The Dutch soon found that their jubilation at the change of directors should have been tempered. From his speech upon arrival, “I shall govern you as a father his children” Stuyvesant indicated no disposition to brook any limits to his rule. Even on the ship coming over, he had angrily pushed the new Schout-Fiscal out of the room because the latter had not been summoned. When Stuyvesant assumed command, he sat with his hat on while others waited bareheaded before he deigned to notice them, a breach of etiquette; he was, as one Dutch observer exclaimed, “quite like the Czar of Muscovy.” Furthermore, Stuyvesant was not willing to let the Melyn-Kuyter matter rest with the rejection of their petition. He now summoned them to trial; and Kiefft eagerly accused these two “malignants” of being the real authors of the “libelous” Eight Men petition. Kiefft suggested that the two defendants be forced to produce all their correspondence with the company, and to show cause why they should not be summarily banished as “pestilent and seditious persons.” Stuyvesant agreed, but Melyn and Kuyter showed so much damning evidence against Kiefft that these charges were quickly dropped.

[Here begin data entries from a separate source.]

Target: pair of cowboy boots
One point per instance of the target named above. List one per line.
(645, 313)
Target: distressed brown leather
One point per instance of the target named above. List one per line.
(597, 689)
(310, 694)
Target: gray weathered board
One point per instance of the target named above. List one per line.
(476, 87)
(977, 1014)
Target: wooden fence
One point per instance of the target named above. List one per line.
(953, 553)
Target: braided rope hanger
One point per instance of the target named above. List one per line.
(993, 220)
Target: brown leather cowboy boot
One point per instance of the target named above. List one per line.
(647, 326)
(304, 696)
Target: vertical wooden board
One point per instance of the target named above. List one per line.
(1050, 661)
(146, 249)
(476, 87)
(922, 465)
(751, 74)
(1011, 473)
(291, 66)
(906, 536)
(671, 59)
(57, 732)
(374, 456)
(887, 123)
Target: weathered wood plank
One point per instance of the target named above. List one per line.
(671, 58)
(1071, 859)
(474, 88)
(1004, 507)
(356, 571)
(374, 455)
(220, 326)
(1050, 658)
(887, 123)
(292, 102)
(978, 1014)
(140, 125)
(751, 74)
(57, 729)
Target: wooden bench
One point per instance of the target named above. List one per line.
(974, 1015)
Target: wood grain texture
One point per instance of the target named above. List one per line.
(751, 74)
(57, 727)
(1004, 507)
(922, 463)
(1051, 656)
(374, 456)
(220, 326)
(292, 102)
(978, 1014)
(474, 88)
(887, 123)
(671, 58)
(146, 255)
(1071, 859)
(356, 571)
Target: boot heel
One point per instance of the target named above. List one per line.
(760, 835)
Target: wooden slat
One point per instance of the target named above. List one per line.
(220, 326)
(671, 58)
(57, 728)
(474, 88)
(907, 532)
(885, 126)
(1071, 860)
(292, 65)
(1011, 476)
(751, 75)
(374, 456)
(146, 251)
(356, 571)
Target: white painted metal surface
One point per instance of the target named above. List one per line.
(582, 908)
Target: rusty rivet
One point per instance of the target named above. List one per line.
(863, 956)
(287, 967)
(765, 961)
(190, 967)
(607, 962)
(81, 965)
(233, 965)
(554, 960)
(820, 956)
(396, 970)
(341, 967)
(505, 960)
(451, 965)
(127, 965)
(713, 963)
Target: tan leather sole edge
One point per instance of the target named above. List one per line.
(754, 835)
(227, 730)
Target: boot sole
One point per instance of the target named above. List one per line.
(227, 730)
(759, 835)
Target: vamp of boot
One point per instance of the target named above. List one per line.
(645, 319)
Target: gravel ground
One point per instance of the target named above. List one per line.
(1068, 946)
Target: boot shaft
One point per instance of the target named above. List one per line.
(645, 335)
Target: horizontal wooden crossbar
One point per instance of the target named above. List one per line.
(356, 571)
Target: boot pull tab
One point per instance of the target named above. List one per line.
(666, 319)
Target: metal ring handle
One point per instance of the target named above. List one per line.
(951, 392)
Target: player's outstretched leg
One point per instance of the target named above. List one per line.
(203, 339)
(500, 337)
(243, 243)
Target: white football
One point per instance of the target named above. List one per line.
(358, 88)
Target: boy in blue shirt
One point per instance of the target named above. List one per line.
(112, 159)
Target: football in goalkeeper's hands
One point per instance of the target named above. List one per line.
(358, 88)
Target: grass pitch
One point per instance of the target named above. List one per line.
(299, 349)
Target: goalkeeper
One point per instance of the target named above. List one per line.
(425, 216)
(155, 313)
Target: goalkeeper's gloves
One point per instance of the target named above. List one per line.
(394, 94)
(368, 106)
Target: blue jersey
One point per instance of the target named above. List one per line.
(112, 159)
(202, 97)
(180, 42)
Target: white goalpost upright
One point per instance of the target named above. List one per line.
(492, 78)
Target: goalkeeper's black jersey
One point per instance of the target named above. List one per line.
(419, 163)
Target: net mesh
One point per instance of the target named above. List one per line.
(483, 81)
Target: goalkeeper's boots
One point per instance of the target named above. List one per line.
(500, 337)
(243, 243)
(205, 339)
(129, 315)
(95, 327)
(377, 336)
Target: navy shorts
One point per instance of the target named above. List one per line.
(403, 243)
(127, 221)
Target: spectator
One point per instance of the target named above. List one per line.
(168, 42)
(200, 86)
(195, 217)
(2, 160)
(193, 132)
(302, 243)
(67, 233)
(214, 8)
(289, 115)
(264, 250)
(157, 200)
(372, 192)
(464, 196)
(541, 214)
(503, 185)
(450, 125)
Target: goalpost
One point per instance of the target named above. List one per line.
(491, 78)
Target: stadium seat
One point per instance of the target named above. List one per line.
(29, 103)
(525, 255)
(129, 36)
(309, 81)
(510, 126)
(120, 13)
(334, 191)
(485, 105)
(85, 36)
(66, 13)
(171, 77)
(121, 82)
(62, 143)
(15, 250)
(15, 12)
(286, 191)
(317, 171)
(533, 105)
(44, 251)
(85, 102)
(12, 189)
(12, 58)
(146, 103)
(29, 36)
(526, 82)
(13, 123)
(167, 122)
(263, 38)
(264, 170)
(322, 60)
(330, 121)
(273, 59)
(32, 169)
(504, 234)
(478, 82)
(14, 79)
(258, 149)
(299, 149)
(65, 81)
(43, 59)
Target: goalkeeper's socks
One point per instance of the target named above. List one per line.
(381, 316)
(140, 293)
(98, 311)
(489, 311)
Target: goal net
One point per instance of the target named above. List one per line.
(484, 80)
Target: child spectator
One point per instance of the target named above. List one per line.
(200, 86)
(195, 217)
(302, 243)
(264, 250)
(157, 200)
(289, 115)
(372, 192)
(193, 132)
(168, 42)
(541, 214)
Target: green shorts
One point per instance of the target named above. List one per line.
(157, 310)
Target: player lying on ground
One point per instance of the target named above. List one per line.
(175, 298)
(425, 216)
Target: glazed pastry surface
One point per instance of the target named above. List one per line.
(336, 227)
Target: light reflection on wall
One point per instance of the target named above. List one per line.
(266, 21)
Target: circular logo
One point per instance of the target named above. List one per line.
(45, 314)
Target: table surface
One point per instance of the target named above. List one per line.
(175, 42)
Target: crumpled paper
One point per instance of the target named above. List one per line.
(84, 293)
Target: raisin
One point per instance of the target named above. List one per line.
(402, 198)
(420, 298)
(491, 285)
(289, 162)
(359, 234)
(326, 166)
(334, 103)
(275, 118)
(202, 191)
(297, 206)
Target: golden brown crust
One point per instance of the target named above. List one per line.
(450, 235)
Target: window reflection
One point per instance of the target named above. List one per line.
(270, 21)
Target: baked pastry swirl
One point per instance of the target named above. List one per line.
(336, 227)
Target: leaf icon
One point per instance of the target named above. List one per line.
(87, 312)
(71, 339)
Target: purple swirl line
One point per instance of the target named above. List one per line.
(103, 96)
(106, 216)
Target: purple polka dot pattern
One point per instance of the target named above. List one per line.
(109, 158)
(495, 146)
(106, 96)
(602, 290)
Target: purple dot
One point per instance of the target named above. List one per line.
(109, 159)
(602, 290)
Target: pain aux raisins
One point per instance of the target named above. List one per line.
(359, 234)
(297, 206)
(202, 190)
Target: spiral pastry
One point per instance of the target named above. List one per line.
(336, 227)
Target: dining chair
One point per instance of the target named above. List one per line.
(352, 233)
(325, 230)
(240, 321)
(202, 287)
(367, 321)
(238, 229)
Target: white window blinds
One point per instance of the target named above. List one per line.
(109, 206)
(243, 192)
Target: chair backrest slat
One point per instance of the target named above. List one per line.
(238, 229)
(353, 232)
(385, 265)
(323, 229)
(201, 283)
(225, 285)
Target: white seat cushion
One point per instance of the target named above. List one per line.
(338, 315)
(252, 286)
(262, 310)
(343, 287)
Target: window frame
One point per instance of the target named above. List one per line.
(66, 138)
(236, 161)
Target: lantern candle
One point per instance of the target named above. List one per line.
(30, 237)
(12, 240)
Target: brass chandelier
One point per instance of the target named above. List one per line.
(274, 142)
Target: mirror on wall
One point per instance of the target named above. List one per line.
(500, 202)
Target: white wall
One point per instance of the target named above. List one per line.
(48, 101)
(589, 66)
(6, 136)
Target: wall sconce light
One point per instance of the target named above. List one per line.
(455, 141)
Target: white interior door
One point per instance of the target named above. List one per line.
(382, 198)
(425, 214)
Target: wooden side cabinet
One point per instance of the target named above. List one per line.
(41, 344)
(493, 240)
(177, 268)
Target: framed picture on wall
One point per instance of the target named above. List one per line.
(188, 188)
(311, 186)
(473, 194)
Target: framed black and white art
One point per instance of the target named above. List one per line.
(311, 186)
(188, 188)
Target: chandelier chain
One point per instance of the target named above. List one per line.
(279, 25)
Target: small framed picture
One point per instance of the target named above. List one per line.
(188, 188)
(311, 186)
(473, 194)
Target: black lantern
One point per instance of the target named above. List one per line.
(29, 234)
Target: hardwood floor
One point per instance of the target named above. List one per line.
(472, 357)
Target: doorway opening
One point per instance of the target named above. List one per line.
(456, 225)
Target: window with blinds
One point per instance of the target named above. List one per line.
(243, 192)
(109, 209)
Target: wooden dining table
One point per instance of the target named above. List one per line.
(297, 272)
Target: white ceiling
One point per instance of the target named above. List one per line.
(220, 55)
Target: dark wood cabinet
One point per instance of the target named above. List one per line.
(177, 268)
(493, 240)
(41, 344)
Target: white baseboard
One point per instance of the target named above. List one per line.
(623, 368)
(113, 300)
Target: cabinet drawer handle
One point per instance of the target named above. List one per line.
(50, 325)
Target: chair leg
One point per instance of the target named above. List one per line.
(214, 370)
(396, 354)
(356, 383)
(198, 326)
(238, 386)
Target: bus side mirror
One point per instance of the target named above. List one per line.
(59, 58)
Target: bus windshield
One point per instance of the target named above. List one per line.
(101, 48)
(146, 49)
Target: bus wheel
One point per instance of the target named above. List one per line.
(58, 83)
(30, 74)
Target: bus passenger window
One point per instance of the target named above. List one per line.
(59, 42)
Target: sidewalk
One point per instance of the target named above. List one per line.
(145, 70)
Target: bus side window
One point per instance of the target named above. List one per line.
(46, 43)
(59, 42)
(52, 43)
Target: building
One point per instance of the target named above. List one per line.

But if one charge fell through, another must immediately be found. Melyn and Kuyter were now indicted on the trumped-up charge of treachery with the Indians, and of attempting to stir up rebellion. Without bothering about evidence this time, Stuyvesant rushed through the prearranged verdict of guilty.
Stuyvesant was eager to sentence Melyn, as the leader of the two, to death, and he seriously pondered the death sentence for Kuyter also. For Kuyter had also committed two grave crimes: he had dared to criticize Kiefft, and he had shaken his finger at the ex-director. And Stuyvesant remembered the philosophizing of the Dutch jurist Josse de Damhouder: he who so much as frowns at a magistrate is guilty of insulting him. He also recalled the admonition of Bernardinus de Muscatellus: “He who slanders God, the magistrate, or his parents, must be stoned to death.” Stuyvesant was persuaded by his more cautious advisers, however, not to execute Melyn and Kuyter; instead, both were heavily fined and banished. Banishment, however, raised the danger that they would spill their tales of woe to the authorities in Holland. So Stuyvesant warned Melyn: “If I thought there were any danger of your trying an appeal, I would hang you this minute from the tallest tree on the island.” This was in line with Stuyvesant’s general view of the right to appeal: “If any man tries to appeal from me to the States-General, I will make him a foot shorter, pack the pieces off to Holland and let him appeal in that fashion.”
The ironic climax of the Kiefft saga occurred when Kiefft finally left for Holland in August 1647 with a large fortune of 400,000 guilders, largely amassed from his term in office, and with Melyn and Kuyter in tow as his prisoners. The ship was wrecked and Kiefft drowned, in seeming confirmation of De Vries’ prophecy. Before his death, he purportedly confessed his wrongdoing to Melyn and Kuyter, who were rescued and who were able to gain their freedom in Holland.